One of the pioneers of snowcat skiing in the 1970s, Derek McManus was looking for a location that had good summer and winter activities; what he and his wife Barb found was beyond their expectations. “We were all immediately struck by the beauty of that valley, framed by the iconic Rocky Mountain Mallard Peaks on the east side. We landed in the meadows above where the Mallard Mountain Lodge now sits, and hiked around for several hours…I still get goosebumps when we fly in.” In 2005, the eco-friendly Lodge was helicoptered in, already built.
On the second day of our trip, we follow the trail from the back of the lodge, tip-toe across a ladder over the creek and duck into a pine and cedar forest that opens into a meadow of shaggy flowers called hippie heads. Matt notices something shiny in the grass: a prospector tag from the 1980s. A rare sign that others have been here.

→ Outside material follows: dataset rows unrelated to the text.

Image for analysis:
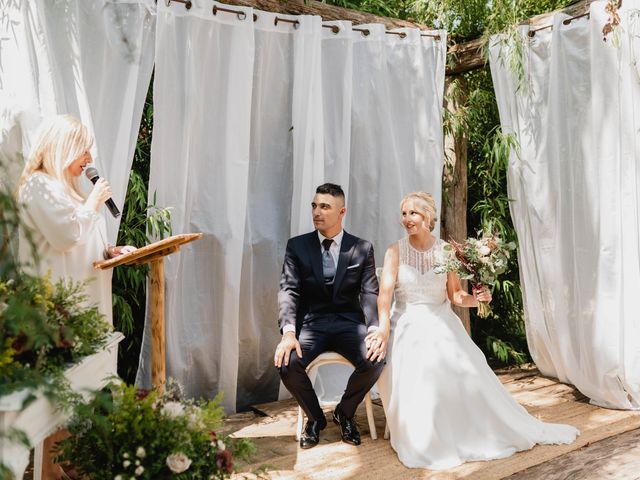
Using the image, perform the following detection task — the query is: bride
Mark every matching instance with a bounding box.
[369,192,579,470]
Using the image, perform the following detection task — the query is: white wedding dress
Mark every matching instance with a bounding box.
[378,239,579,470]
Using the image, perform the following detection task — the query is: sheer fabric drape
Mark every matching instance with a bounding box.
[490,1,640,409]
[0,0,155,243]
[144,0,445,411]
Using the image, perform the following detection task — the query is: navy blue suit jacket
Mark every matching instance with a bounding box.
[278,231,378,333]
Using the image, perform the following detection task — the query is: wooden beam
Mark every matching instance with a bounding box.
[447,0,594,75]
[224,0,431,30]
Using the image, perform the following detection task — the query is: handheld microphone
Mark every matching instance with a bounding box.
[84,167,120,218]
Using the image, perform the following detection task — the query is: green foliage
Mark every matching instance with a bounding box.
[0,274,110,400]
[112,82,171,383]
[61,382,255,480]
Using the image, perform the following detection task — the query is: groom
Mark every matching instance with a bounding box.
[274,183,384,448]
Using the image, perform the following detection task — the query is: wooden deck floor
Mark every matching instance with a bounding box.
[225,368,640,480]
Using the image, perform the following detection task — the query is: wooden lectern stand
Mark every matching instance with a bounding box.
[93,233,202,392]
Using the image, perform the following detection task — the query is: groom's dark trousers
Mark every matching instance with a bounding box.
[278,231,384,423]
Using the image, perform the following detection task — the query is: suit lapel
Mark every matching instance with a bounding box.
[307,232,326,288]
[332,232,356,295]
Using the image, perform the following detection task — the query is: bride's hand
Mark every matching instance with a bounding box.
[364,328,389,362]
[473,285,493,303]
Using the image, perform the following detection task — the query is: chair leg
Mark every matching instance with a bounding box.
[296,406,304,440]
[364,392,378,440]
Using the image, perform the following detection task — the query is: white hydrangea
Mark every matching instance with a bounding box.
[161,402,184,418]
[166,452,191,473]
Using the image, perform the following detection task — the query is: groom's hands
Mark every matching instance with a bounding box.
[364,328,389,362]
[273,332,302,368]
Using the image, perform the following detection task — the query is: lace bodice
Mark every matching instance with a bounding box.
[395,238,447,309]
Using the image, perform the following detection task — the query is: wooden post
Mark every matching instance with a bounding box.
[149,257,167,393]
[93,233,202,392]
[440,76,471,335]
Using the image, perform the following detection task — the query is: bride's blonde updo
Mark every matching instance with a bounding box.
[400,192,438,231]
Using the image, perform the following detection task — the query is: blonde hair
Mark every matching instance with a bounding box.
[400,192,438,231]
[16,115,93,200]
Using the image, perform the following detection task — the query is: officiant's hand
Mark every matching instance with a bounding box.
[364,328,389,362]
[106,245,137,258]
[273,332,302,368]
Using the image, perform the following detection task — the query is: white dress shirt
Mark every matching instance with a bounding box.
[318,230,344,269]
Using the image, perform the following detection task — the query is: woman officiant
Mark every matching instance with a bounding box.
[16,115,134,323]
[16,115,135,479]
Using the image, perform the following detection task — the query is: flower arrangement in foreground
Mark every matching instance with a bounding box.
[0,273,111,400]
[434,231,516,318]
[59,381,255,480]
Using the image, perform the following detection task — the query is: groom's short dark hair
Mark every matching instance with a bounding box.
[316,183,344,201]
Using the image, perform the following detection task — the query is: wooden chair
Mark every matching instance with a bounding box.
[296,352,378,440]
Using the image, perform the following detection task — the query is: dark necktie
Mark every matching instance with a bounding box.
[322,238,336,285]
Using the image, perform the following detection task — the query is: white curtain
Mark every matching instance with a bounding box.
[490,0,640,409]
[0,0,155,242]
[144,0,445,411]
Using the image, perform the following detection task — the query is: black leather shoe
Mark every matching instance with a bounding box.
[333,408,361,445]
[300,420,327,449]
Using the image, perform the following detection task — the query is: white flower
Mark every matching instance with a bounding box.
[161,402,184,418]
[167,453,191,473]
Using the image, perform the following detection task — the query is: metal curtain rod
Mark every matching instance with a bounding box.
[165,0,440,40]
[527,12,589,37]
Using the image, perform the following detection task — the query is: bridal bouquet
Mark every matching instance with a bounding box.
[434,231,516,318]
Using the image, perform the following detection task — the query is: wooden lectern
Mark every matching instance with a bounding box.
[93,233,202,391]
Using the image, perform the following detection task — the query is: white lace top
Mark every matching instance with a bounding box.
[394,238,447,310]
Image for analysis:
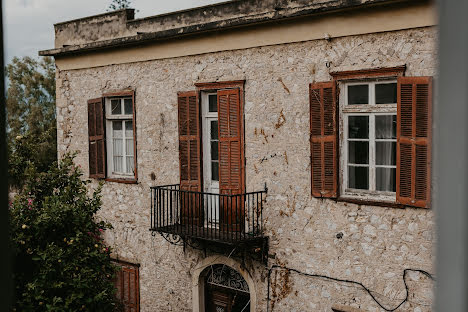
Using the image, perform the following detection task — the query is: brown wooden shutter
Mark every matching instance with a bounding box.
[218,89,244,195]
[396,77,432,208]
[178,91,203,225]
[309,82,338,197]
[218,89,244,231]
[88,98,106,178]
[115,262,140,312]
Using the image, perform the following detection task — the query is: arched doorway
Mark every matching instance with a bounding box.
[203,264,250,312]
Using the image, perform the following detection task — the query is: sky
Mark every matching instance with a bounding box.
[3,0,226,64]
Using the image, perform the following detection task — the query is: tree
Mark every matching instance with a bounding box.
[5,57,57,188]
[10,155,120,312]
[107,0,132,11]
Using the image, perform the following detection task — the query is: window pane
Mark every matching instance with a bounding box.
[348,166,369,190]
[124,99,133,115]
[111,100,122,115]
[375,167,396,192]
[125,120,133,138]
[348,141,369,164]
[112,121,122,138]
[375,83,397,104]
[375,115,396,139]
[211,161,219,181]
[210,120,218,140]
[211,141,219,160]
[348,116,369,139]
[112,156,123,172]
[125,139,133,156]
[375,142,396,166]
[348,84,369,105]
[125,156,133,174]
[208,94,218,113]
[112,139,123,156]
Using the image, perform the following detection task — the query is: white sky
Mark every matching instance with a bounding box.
[3,0,226,64]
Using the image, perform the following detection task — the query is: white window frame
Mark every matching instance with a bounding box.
[201,91,219,227]
[105,96,135,179]
[338,78,397,203]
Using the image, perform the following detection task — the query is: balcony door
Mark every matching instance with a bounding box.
[201,92,219,226]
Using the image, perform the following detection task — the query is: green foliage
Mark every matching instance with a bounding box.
[10,153,118,311]
[5,57,57,188]
[107,0,132,11]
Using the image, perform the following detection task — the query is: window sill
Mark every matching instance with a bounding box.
[337,195,406,208]
[105,178,138,184]
[332,304,365,312]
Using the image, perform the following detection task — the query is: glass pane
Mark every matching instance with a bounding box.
[111,100,122,115]
[211,141,219,160]
[211,161,219,181]
[348,116,369,139]
[124,99,133,115]
[375,167,396,192]
[125,139,133,156]
[126,156,133,174]
[208,94,218,113]
[113,156,123,172]
[348,166,369,190]
[375,115,396,139]
[112,139,123,156]
[348,141,369,164]
[112,121,122,138]
[125,120,133,138]
[210,120,218,140]
[375,142,396,166]
[348,85,369,105]
[375,83,397,104]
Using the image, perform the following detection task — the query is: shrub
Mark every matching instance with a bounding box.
[10,155,118,311]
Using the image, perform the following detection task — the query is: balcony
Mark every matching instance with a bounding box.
[150,184,268,261]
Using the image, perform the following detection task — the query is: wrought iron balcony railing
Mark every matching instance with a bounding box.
[150,184,267,245]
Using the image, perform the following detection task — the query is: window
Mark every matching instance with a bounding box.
[178,81,245,230]
[310,67,432,208]
[114,260,140,312]
[105,97,135,177]
[339,80,397,201]
[88,91,137,183]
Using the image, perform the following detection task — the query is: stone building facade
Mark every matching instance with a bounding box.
[40,0,437,312]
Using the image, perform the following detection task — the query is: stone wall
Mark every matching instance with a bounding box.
[57,28,437,312]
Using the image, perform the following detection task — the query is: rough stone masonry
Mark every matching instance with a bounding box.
[46,1,437,312]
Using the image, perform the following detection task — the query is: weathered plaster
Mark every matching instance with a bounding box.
[57,27,437,312]
[47,2,436,70]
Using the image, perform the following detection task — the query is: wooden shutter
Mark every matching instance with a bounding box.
[217,89,244,230]
[115,263,140,312]
[396,77,432,208]
[178,91,202,225]
[309,82,338,197]
[88,98,106,178]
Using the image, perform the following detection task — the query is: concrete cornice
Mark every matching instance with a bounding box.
[39,0,418,57]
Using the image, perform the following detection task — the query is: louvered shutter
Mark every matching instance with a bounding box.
[309,82,338,197]
[218,89,244,231]
[178,91,202,225]
[396,77,432,208]
[115,263,140,312]
[88,98,106,178]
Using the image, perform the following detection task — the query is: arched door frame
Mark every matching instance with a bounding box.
[192,256,257,312]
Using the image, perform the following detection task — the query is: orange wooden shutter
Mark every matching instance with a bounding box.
[396,77,432,208]
[88,98,106,178]
[218,89,244,230]
[178,91,202,224]
[309,82,338,197]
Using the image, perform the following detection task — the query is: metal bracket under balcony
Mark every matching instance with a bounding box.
[150,184,268,262]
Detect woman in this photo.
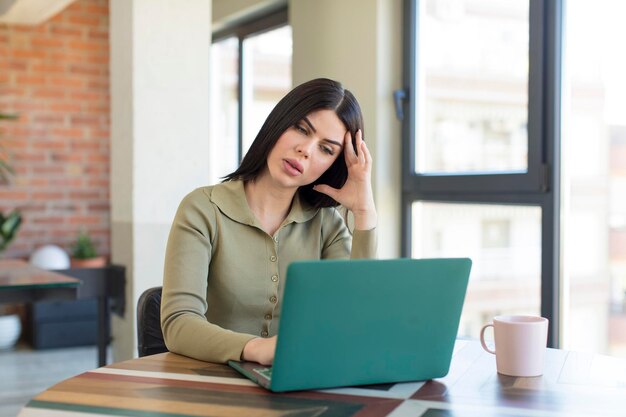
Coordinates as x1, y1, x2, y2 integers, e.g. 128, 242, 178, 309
161, 79, 377, 364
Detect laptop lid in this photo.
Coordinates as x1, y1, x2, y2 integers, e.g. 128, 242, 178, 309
255, 258, 471, 391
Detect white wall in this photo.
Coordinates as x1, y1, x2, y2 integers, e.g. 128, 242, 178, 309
110, 0, 211, 361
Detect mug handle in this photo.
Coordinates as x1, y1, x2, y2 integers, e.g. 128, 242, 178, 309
480, 323, 496, 355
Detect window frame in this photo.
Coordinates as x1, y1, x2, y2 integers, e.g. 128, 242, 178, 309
401, 0, 563, 347
211, 6, 289, 161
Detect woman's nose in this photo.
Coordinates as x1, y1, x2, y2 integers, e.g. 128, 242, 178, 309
296, 143, 311, 158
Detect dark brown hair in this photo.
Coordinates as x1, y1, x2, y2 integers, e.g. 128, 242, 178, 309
224, 78, 363, 208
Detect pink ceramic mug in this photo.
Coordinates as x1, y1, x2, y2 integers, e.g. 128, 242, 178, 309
480, 316, 548, 377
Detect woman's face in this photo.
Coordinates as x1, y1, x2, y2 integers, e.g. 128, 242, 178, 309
266, 110, 346, 188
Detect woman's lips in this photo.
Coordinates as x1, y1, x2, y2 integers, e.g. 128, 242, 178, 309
283, 159, 304, 176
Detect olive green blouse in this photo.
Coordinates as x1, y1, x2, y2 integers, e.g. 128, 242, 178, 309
161, 181, 376, 362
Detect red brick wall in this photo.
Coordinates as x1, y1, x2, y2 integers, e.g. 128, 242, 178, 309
0, 0, 110, 257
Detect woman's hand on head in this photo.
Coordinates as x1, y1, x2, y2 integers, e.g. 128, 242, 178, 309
241, 336, 276, 365
313, 129, 377, 230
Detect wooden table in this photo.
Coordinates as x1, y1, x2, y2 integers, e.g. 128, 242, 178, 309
0, 259, 126, 366
0, 259, 80, 303
19, 340, 626, 417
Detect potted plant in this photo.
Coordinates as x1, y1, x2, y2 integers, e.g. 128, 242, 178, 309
70, 231, 106, 268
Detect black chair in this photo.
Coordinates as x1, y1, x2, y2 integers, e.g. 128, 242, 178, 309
137, 287, 168, 357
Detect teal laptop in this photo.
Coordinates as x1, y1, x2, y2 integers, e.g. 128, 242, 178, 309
229, 258, 471, 392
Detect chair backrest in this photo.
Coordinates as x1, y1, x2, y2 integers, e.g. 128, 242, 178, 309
137, 287, 168, 357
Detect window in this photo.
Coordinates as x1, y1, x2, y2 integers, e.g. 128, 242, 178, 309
402, 0, 560, 346
210, 9, 292, 182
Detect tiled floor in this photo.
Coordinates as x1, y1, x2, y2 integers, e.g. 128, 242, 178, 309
0, 344, 98, 417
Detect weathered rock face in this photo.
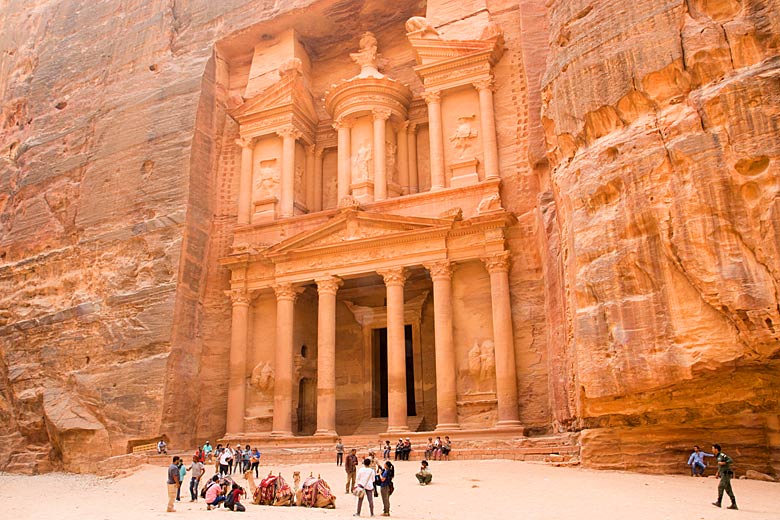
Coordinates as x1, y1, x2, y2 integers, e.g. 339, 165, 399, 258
542, 0, 780, 471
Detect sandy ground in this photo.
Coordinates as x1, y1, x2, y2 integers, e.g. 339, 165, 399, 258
0, 460, 780, 520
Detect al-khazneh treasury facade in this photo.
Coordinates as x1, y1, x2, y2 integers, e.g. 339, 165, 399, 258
220, 13, 522, 438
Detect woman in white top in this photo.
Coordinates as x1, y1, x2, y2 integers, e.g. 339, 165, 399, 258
352, 459, 376, 516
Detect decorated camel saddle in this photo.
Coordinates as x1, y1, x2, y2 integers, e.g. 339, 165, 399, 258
295, 475, 336, 509
252, 473, 295, 506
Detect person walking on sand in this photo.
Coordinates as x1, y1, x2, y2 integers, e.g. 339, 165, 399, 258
336, 438, 344, 466
688, 446, 715, 477
352, 459, 376, 516
344, 448, 358, 493
167, 455, 180, 513
187, 456, 206, 502
379, 460, 395, 516
712, 444, 739, 509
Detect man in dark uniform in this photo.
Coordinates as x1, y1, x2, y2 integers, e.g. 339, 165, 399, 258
712, 444, 738, 509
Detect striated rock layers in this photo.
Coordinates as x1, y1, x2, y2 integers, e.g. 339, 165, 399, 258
0, 0, 780, 474
541, 0, 780, 472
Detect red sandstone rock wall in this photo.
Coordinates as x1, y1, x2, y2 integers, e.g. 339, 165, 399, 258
542, 0, 780, 472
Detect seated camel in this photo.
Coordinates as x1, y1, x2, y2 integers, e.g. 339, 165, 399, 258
252, 473, 295, 506
295, 474, 336, 509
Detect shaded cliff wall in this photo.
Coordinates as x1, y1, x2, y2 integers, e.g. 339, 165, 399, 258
541, 0, 780, 472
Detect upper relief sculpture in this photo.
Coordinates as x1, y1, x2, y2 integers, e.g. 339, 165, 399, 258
349, 32, 385, 78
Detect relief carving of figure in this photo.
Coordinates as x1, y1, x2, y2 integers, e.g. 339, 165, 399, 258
254, 161, 279, 199
450, 115, 477, 159
352, 141, 371, 182
250, 361, 274, 393
385, 141, 398, 182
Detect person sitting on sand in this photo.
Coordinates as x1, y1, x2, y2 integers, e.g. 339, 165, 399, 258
206, 475, 225, 511
414, 460, 433, 486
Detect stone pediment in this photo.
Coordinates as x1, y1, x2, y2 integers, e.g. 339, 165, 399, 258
265, 210, 453, 258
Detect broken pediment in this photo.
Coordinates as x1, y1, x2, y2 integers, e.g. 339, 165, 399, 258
265, 209, 452, 257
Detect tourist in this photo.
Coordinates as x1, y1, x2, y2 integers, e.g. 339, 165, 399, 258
401, 437, 412, 460
712, 444, 738, 509
414, 460, 433, 486
344, 448, 358, 493
433, 436, 441, 460
206, 475, 225, 511
219, 446, 233, 476
249, 448, 260, 478
352, 459, 376, 516
225, 482, 246, 512
176, 459, 187, 502
382, 441, 392, 460
336, 438, 344, 466
187, 457, 206, 502
441, 435, 452, 460
425, 437, 433, 459
688, 446, 715, 477
167, 455, 179, 513
241, 444, 252, 473
379, 460, 395, 516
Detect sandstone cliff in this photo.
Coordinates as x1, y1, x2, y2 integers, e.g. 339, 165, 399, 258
541, 0, 780, 472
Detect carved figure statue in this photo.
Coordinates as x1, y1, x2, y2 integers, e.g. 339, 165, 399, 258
250, 361, 274, 393
450, 114, 477, 159
352, 141, 371, 182
349, 31, 384, 78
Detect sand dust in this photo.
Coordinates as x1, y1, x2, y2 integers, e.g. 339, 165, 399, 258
0, 460, 780, 520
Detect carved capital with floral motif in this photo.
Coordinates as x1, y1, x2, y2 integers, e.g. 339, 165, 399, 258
273, 282, 303, 301
377, 267, 406, 287
314, 276, 344, 294
482, 251, 510, 274
423, 260, 452, 281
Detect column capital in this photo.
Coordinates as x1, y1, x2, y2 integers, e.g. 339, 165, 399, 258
229, 289, 252, 307
482, 251, 510, 273
314, 276, 344, 294
423, 90, 441, 105
236, 137, 255, 148
423, 260, 453, 280
331, 117, 354, 131
377, 267, 406, 286
276, 125, 303, 139
273, 282, 304, 301
471, 75, 496, 91
371, 108, 391, 121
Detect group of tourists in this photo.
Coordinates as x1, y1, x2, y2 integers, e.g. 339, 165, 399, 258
688, 444, 738, 509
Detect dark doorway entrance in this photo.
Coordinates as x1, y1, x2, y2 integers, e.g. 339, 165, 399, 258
371, 325, 417, 417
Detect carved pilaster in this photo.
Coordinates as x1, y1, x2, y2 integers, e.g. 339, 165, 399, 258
377, 267, 406, 286
482, 251, 510, 273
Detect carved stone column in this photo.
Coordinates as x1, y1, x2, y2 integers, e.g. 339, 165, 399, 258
236, 139, 254, 224
377, 267, 409, 433
315, 276, 341, 435
425, 260, 460, 430
474, 77, 499, 179
482, 251, 520, 428
226, 290, 249, 434
396, 121, 409, 195
277, 126, 302, 217
406, 123, 420, 193
314, 148, 325, 211
304, 144, 315, 213
371, 108, 390, 200
271, 283, 300, 436
423, 91, 444, 191
333, 119, 352, 206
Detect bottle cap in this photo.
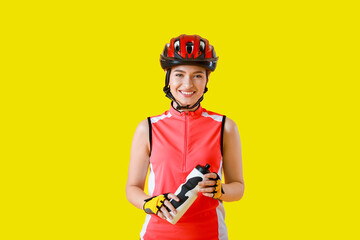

Higher up, Julie discovers a rock garden of white rocks that reminds me of New Age crystals promising eternal happiness if worn around your neck and accompanied with a daily chant. Picking at the ground on all fours, we’re silent, intensely looking for that big ‘gold mine.’ Heading back down, we come across some unknowns: a round flat sticky-top mushroom and another delicate white one with a little sun hat. “Do you know what this is?” I ask Derek’s son Paul McManus. Paul has no idea. Death or a one hell of a trip? Best to avoid.
Another day we come across a glacier lake so pristine, rocks are visible on the bottom. Stripping down to the gitch, Julie and I head in; the cold stings. Bursting through the water, I yelp like a wounded dog. “You’re the first people I know to swim here,” says Paul. We thump our chests Conan the Barbarian–style.
On another hike we all break off and explore; Matt and Julie take pictures on a glacier; I’m exploring purple and yellow alpine flowers. Eventually we convene for a picnic. Afterwards, with full bellies, we coil up for a nap like lost children in a fairy tale. “I haven’t slept like that in ages,” says Matt, the New York insomniac. “That was nap-a-righteous.” With spotty cell reception, no roads, and unnamed mountains, you get an overwhelming sense of freedom and calm up here; it reminds me of childhood and discovering the forest in my backyard with my new best friend.
With just seven guests at a time, and access only by a 30-minute helicopter flight, Canadian Adventure Company’s Mallard Mountain Lodge is the most private and remote lodge in the Canadian Rockies.